“Yeah? Like what?”
“Like you,” she told Theo. “You have no idea how much power you’re carrying in that stubborn brain of yours. There’s a great prophet buried in there. Now he’s clawing his way up through all that trauma and liquor damage. I wish I could tell you the process will tickle, but those headaches you’re getting are just previews. Come tomorrow, you’re really not going to like being you.”
“What are you talking about?”
“What does it matter? You don’t believe me anyway.” The girl looked to Mia. “I’m hoping you’ll be a little more receptive to what I have to say. You’re a sweet and pretty girl with a sharp mind and killer hair. But one thing you’re not and never will be is an augur.”
Mia’s heart lurched. “What . . . what do you mean?”
“You don’t have the sight like me and Theo. You just have your portals, and they aren’t meant to be used the way you’re using them. It’s not your fault. Nobody told you. It’s just that there are a lot of Mias out there in the future. The stronger you get, the more of them you’ll hear from. If you’re not careful, every minute of your life will be a ticker-tape parade. I don’t think you want that.”

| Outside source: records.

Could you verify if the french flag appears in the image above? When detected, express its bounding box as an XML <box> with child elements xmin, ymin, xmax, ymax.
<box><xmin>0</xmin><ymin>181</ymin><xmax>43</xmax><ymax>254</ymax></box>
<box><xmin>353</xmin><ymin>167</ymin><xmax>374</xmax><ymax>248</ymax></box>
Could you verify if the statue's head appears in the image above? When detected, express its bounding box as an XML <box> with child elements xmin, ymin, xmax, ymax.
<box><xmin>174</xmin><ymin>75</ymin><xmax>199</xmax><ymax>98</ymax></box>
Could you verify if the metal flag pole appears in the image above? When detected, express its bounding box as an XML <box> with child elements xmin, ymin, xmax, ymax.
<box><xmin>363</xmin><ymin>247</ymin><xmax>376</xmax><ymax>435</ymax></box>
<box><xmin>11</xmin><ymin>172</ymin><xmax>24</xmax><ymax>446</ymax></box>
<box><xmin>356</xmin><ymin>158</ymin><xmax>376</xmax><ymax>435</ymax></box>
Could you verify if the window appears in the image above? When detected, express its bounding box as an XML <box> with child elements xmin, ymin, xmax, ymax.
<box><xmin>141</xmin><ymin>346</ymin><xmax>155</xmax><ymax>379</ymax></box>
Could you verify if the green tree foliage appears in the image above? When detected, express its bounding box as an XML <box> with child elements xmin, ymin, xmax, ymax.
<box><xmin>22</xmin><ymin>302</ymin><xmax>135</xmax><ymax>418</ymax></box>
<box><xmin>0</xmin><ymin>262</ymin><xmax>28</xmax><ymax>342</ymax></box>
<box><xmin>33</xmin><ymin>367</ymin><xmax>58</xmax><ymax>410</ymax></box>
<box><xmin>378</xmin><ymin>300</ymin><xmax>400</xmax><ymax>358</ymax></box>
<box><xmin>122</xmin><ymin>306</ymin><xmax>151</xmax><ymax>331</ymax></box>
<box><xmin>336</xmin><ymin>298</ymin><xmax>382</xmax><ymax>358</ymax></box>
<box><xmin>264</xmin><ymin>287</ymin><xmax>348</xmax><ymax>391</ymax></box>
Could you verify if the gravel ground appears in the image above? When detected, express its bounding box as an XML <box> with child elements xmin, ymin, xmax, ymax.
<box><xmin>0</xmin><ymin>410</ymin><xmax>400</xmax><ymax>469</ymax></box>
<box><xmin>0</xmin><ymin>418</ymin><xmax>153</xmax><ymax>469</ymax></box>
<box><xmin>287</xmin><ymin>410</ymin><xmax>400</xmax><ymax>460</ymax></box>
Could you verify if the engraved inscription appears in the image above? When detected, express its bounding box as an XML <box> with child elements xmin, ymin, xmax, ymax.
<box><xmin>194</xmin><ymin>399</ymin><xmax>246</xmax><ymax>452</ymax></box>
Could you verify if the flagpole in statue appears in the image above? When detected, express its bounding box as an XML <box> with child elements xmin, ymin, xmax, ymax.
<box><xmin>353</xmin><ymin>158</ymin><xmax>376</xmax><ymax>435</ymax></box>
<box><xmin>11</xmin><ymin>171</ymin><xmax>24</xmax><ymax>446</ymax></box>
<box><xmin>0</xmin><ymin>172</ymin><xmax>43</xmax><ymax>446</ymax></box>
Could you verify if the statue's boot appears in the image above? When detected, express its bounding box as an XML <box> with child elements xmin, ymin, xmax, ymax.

The thought turned Mia white. “I don’t! What do I do?”
“Talk to Peter. He’ll set you straight. The man can be a pigheaded fool sometimes, but he sure knows his portals.”
Theo eyed her cynically. “Is that what you are? A Gotham?”
“No, but I’ve met a few. They hate being called that, by the way.”
The girl rose to her feet and slung her purse over her shoulder.
“You know why Merlin McGee only predicts natural disasters? Because he’s lazy and they’re easy. They’re constants across the many branching futures, well outside our influence. It doesn’t matter which way we zig or zag. It’s still going to rain in Nemeth tomorrow.”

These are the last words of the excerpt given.